The 987 and 979 had jewel chattons, or settings, that were held in place with tiny screws. By the end of the 1920's the 987F and 979F were on the scene. The F was for friction - and the chattons were pressed in place and held by friction. In 1935 the new 14/0 sized 980 and 982 were introduced and all of the solid gold models received 982's. The 979F was discontinued and the following year the 987E was introduced in all models with 6/0 movements. The E was for Elinvar, Hamilton's new hairspring material which allowed improvements to the balance assembly.
That brings us to 1937 and the dawn of a new era in 6/0 models. The 987A was a dramatic improvement over the 987E. The first three 987 variants share vitually all of the same parts... and you can swap parts from one grade to the other. However, the 987A is significantly different. It shares some of the same parts - mostly the gear train and the balance staff - but that's about it.
One of the new models introduced with the 987A is the Harris. It was produced for only two years. It came in a 10K yellow gold filled case with a choice of an applied gold numeral dial or a black enamel numeral dial.
The Harris is on the smaller side even though it has a large 6/0 movement inside. That's probably because of the flat rectangular shaped bezel opening. The case is very prone to wear through, especially near the corners of the crystal. Several years worth of wear against shirt sleeves can take a toll on the case.

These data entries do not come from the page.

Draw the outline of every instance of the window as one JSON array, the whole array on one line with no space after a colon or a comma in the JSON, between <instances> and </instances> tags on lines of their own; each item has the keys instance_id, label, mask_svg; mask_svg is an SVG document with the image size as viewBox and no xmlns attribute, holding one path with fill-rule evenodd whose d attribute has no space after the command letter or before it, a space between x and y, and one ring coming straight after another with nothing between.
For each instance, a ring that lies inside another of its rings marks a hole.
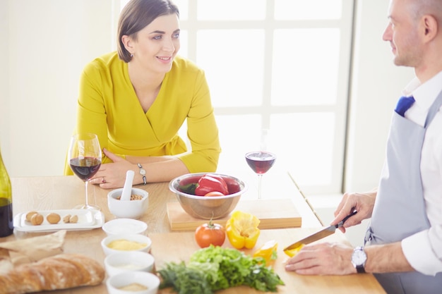
<instances>
[{"instance_id":1,"label":"window","mask_svg":"<svg viewBox=\"0 0 442 294\"><path fill-rule=\"evenodd\" d=\"M174 2L180 54L210 87L218 171L246 171L245 153L266 148L304 191L340 192L353 0Z\"/></svg>"}]
</instances>

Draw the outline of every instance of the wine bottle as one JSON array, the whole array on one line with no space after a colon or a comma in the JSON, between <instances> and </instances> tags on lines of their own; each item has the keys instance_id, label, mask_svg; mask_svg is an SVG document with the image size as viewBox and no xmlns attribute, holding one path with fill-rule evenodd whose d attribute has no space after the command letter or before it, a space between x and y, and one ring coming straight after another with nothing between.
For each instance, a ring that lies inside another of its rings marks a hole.
<instances>
[{"instance_id":1,"label":"wine bottle","mask_svg":"<svg viewBox=\"0 0 442 294\"><path fill-rule=\"evenodd\" d=\"M11 180L0 151L0 238L12 234L13 229Z\"/></svg>"}]
</instances>

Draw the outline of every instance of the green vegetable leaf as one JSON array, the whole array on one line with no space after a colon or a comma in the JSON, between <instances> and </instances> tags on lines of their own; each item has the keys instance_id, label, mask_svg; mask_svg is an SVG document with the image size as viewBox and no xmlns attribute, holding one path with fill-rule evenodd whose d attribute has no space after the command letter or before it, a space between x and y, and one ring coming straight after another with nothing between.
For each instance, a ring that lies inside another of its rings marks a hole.
<instances>
[{"instance_id":1,"label":"green vegetable leaf","mask_svg":"<svg viewBox=\"0 0 442 294\"><path fill-rule=\"evenodd\" d=\"M179 294L204 293L246 285L276 292L284 282L270 267L241 251L210 245L193 253L186 266L169 263L158 271L162 288L172 286Z\"/></svg>"}]
</instances>

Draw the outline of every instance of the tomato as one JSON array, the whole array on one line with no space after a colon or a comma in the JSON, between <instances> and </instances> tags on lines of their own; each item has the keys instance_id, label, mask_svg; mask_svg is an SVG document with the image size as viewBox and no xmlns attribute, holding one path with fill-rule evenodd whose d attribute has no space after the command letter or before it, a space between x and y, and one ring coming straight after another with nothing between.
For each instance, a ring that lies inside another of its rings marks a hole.
<instances>
[{"instance_id":1,"label":"tomato","mask_svg":"<svg viewBox=\"0 0 442 294\"><path fill-rule=\"evenodd\" d=\"M212 192L209 192L208 193L207 193L204 196L207 196L207 197L212 196L213 197L213 196L225 196L225 195L224 194L222 194L221 192L212 191Z\"/></svg>"},{"instance_id":2,"label":"tomato","mask_svg":"<svg viewBox=\"0 0 442 294\"><path fill-rule=\"evenodd\" d=\"M226 232L224 227L219 223L213 223L212 220L208 223L203 223L195 230L195 240L201 247L221 246L226 239Z\"/></svg>"}]
</instances>

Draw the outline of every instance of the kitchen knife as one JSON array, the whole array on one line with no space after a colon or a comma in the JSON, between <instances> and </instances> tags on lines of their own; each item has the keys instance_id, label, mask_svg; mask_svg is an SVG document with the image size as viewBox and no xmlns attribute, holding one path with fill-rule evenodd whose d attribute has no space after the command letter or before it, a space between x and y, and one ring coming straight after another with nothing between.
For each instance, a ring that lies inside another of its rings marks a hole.
<instances>
[{"instance_id":1,"label":"kitchen knife","mask_svg":"<svg viewBox=\"0 0 442 294\"><path fill-rule=\"evenodd\" d=\"M342 219L337 225L332 225L332 226L328 226L327 228L324 228L322 230L312 235L310 235L309 236L306 237L304 239L300 240L298 242L294 243L289 246L286 247L285 248L284 248L284 252L285 252L286 251L294 250L297 248L299 248L301 245L311 243L312 242L322 239L323 238L325 238L328 235L333 234L333 233L335 233L335 231L336 231L338 228L341 227L344 225L344 223L345 222L345 221L347 221L348 219L350 219L351 216L353 216L356 214L357 214L357 211L354 210L353 212L352 212L350 214L345 216L344 219Z\"/></svg>"}]
</instances>

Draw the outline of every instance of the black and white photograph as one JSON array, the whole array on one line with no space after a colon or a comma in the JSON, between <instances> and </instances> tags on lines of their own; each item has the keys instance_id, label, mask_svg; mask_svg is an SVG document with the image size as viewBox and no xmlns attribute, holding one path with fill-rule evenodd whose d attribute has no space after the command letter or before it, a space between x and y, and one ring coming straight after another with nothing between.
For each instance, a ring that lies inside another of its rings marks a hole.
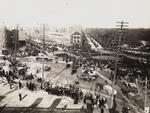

As you can see below, the 987A is similar to it's predecessors but it's considerably different. Initially the 987A's has recesses for case screws so it could be held in place in 3-piece cases, even though there were no three piece cased models at the time. That implies it was meant to be 100% interchangeable with the other 987 movements. However, by 1938 the case screw holes were left out of the 987A design, as shown in the 1938 movement below.
In 1940 Hamilton introduced the 987S - with a central sweep second hand. It's very similar to a 987A. WWII saw the introduction of the 18 jewel 2987. It's almost identical to the 987S other than the 18th jewel to support the special second hand sweep pinion.
So Hamilton got a lot of mileage out of the 987A design.
I recently restored a Harris but I neglected to take photos of the process. I thought I had already posted about the model so I did't bother to document the process. I wish I had a "before" photo because it was in rough shape after 75 years.
I've restored several Harris's in the past. However, I had not done a black numeral dialed version.
I thought this one turned out really well.
The Harris is very similar to the 1938 Reagan. The latter is a little more square than the Harris but they are easy to confuse. The Reagan came with an AGN or black numeral dial as well.